There are some beekeepers, known as commercial beekeepers who have gone beyond keeping some bees nearly for their own use. They would have many hives of bees numbering in hundreds or even many thousands. There are two main ways that commercial beekeepers make their money. One way is selling honey. The other way is bringing their hives to a farmer’s crops when they are in flower and in need of bees to fertilise them. The best known of these crops is the almond orchards in California. Beekeepers load their hives on trucks and bring them to the almond orchards where their bees are let loose. They are then moved to the next crop before the trees are sprayed for pests.
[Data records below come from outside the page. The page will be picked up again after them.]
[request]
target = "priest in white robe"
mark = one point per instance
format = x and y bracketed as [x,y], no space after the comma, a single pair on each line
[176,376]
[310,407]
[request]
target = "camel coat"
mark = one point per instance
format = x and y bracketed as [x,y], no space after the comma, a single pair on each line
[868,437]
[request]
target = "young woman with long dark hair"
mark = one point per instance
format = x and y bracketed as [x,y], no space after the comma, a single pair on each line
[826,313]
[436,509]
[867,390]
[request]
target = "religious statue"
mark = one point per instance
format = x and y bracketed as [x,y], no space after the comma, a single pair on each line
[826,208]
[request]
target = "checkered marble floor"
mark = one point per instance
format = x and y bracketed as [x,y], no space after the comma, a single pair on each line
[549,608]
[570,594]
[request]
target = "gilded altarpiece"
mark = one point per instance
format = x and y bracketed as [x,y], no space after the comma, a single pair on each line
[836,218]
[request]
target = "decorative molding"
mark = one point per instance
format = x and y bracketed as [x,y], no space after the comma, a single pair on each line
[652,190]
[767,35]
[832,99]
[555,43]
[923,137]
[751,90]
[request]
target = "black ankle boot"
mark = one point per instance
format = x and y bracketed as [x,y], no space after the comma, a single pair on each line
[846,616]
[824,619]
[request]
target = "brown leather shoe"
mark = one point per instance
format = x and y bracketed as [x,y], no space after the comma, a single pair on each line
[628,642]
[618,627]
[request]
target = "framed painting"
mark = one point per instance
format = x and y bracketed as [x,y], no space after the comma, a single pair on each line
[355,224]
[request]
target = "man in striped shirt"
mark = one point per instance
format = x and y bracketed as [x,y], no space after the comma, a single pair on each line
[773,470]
As you may guess there is not a lot of that going on in Ireland. But all else being equal, having a few hives in the vicinity of your crops will improve the yield without a doubt. And there are beekeepers in Ireland moving their hives to take advantage of the abundance of nectar at these times and when asked by farmers to bring their bees to fertilise their crops.

Honey Production

To produce honey, bees fly around looking for flowers that offer them a supply of nectar, a sugary substance that honey bees use to make honey. They bring the nectar back to the hive and pass it on to the house bees who put it in one of the cells and begin the drying process. Each flower only gives a little nectar and that nectar is reduced by drying some of the water from it to thicken it for storage as honey, so the foraging bees must visit a lot of flowers to make the quantities of honey that we see in a jar. One pound of honey takes 1,152 bees flying 112,000 miles and visiting 4,5000,000 flowers. Hard to believe, right? That’s why they say, “Busy as a Bee”.

Beekeepers do not take all of the honey that is in the hive. The bees need some to survive the winter. When it is gathered it is taken to a honey room, a room sealed so that bees cannot get in and try to recover their lost treasure. In the honey room, there will be a machine to extract the honey from the comb. It does this by spinning the comb around at speed until it falls out of the cells and drips into a collection tank from whence it is jarred.

Small scale beekeepers may crush the comb and strain the honey from it keeping the wax (beeswax) to use themselves or to sell.

As a food product, there are many regulations surrounding the sale or even the gifting of honey in Ireland.

There is quite a lot to learn before you make a start in beekeeping, but it is so worth it. Watching the bees hard at work and opening the hive to see the result of their labour and yours is very exciting, definitely fun. Not much profit at a small scale. In fact, the opposite is true. Small scale hobbyists tend to spend more than they might make if they sold their crop, though they usually hand out the honey to friends and family.

As for the profit, it doesn’t usually come in financial rewards… unless, of course, you become a commercial beekeeper and even then it is hard earned.